Colm Shorten, senior director of data centres at property consultancy JLL, describes the conflict this represents: “As data centres have grown, they have earned a bad reputation because they’re very power hungry. But as digital transformation and digitisation of our economies continues to grow, we have no choice but to build data centres.”
COP26 successfully raised awareness of climate change and the need for digital assets in general to be more sustainable. Data centres, in particular, are energy-intensive companies that consume 1 percent of global electricity, according to the IEA.
Jeff DeBlock, head of North American direct private infrastructure at manager CBRE Investment Management, says data centres are part of a strong secular growth rate that is expected to be in the double digits for the foreseeable future.
“This growth is occurring at a time when carbon intensity and other ESG concerns matter. To be a good data centre operator involves balancing those needs of cost competitiveness, a good ESG and carbon footprint, low latency and a great service that our clients expect and demand,” he adds. The establishment of the Climate Neutral Data Centre Pact in January 2021 was a game-changer. Industry participants and trade associations of cloud infrastructure services and data centres in Europe committed to achieving climate neutrality by 2030, with the initiative supported by the European Commission.
The pact requires data centres to improve energy efficiency with measurable targets, including buying 100 percent carbon-free energy; focusing on water conservation; reusing, repairing and recycling servers; as well as looking for ways to recycle heat.
Some of the largest players in Europe have now committed to making their data centres climate neutral or net zero by 2030, says Shorten. But, he adds, since the introduction of the pact, progress has been “steady but slow because it’s difficult to get harmonisation between the data centres and the different data centre groups.”
Although most of the big data centres have a goal, very few have a plan, he explains. Meanwhile, “some of the legacy data centres struggle to make net-zero commitments because they don’t have the cash or the bandwidth with the initiatives to be that aggressive. The data centres need time to react, but they also need to be more proactive.”
Performance and reporting
Owners and operators of data centres are increasingly focused on performance against sustainability and ESG risks as much as core financial results. Operators are increasingly measuring and reporting key metrics including power usage efficiency, water usage efficiency and carbon intensity, says Mark Brennan, partner at investment manager Foresight Group.

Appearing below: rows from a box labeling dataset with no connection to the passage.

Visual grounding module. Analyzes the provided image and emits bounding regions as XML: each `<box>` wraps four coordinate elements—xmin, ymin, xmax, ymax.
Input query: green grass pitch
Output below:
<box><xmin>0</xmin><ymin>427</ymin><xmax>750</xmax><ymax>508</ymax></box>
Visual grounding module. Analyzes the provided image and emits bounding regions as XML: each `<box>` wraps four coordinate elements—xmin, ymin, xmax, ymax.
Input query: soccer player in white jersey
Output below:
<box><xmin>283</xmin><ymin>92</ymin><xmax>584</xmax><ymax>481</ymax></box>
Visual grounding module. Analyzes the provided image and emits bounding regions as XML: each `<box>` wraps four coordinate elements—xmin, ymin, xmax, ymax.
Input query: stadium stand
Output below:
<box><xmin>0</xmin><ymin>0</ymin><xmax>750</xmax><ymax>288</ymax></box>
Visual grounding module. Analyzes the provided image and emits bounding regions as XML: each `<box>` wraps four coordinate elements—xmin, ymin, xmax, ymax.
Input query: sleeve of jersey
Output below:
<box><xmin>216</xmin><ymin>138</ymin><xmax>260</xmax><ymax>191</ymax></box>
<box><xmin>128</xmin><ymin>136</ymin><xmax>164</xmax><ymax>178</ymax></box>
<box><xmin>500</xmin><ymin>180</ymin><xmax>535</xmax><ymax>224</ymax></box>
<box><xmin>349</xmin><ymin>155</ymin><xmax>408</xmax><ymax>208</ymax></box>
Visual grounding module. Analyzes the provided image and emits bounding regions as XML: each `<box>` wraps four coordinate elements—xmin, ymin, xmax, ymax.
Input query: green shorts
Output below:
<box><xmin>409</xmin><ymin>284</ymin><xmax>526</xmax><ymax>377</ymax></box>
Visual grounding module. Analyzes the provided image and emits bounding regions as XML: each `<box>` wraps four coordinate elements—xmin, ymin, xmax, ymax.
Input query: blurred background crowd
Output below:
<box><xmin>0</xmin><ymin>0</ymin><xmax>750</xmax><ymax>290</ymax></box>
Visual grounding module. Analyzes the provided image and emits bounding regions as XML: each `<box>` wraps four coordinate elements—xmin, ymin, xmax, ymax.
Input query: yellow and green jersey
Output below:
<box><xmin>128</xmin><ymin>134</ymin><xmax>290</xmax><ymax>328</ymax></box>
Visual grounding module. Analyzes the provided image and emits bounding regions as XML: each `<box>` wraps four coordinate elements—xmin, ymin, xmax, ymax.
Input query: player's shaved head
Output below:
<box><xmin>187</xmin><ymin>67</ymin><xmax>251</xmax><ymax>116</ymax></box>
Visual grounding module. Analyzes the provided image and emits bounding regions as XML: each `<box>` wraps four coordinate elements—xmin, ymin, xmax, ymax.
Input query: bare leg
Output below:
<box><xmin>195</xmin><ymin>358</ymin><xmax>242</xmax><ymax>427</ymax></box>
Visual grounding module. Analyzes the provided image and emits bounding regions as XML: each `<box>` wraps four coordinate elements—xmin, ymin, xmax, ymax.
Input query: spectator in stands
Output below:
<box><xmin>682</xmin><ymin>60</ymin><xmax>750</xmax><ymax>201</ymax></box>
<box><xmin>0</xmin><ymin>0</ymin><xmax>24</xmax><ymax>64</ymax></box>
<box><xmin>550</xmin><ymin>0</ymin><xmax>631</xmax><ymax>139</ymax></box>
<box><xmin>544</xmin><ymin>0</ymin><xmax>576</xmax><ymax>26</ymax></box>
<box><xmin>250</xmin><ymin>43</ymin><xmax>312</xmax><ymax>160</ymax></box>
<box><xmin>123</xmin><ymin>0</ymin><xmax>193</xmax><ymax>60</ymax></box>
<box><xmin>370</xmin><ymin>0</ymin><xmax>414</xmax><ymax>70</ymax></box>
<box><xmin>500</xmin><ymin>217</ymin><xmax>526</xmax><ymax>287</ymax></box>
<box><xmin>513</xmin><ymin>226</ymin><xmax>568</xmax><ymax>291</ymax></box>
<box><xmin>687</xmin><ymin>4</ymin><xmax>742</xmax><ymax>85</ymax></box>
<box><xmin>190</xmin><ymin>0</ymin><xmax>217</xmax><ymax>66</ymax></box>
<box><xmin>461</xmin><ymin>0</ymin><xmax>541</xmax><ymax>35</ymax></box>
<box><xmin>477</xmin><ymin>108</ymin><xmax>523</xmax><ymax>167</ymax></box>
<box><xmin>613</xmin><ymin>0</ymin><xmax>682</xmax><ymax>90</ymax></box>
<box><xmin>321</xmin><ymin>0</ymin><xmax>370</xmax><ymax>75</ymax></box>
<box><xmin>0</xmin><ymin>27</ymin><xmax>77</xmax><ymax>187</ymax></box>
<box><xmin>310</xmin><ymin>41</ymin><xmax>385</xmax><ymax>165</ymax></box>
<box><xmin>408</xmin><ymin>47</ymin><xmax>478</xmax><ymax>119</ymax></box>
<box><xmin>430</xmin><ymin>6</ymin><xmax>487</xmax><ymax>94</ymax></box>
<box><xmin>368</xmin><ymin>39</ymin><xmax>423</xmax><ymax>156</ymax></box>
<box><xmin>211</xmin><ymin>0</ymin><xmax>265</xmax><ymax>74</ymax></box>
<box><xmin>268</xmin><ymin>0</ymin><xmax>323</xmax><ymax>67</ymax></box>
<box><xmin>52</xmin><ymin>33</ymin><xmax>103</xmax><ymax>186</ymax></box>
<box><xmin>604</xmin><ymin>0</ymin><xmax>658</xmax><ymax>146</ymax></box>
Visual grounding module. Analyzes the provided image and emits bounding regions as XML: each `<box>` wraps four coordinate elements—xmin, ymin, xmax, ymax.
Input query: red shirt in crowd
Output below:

“These metrics enable the operators to make specific targets and be held accountable to investors for executing against those plans,” he adds. “Data centre operator performance against these sorts of metrics and disclosure of data is feeding through to cost of capital.”
The EU’s Climate Sustainability Reporting Directive (CSRD), which is expected to come into force in early 2024, will also boost the imperative for data centres because it will require all large companies to publish regular reports on their environmental and social impact activities.
“One thing that CSRD brings in is dual materiality,” says Shorten. “So, it’s not only asking how is your business impacting the planet, but also how is the planet impacting your business? It’s never been looked at in this way before.”
The CSRD will be mandatory across the EU, unlike the Climate Neutral Data Centre Pact or the iMasons Climate Accord, which are both self-regulatory. Shorten says it will also bring sustainability reporting in line with financial reporting.
Many other methods are being pursued across the data centre industry to reduce carbon emissions and manage climate risk. As Brennan explains, “maximising the amount of power sourced from renewables is an area of particular focus, with most operators targeting 100 percent renewable energy over the medium term. Energy is often procured through power purchase agreements, which have the added benefit of providing some pricing certainty through the contractual structure.”
DeBlock says having a data centre running on renewable power helps end clients achieve their climate-neutral targets. “Here in North America, many of our lowest-cost electricity markets are also powered on 100 percent renewable electricity, and a couple of our data centres are playing into that advantage.”
Edge computing could also be a way to reduce energy consumption because it helps to reduce the physical distance between analysis and storage servers, often through colocation in the same site.
“The operational synergies this brings also support reduced aggregate energy usage for the same tasks, as the total amount of data moving across networks can be reduced,” Brennan says.
Cooling systems used to cool the data centre’s racks of servers consume a lot of energy – around 40 percent of the total energy consumption of these facilities. Increased energy efficiency within cooling systems remains a key focus across the sector, particularly as energy prices have spiked, Brennan adds. “However, of equal focus is the extent to which data centre operators are seeking to optimise and increase the temperatures at which servers themselves can run, thereby reducing the level of cooling required. This has advanced in recent years and should help to reduce the amounts of energy consumed by cooling.”
Looking forward, data centres’ sustainable progress is expected to continue. Shorten predicts that in the next few years, more technological innovation will ensure data centres can operate with greater energy efficiency and contribute to the world’s decarbonisation mission.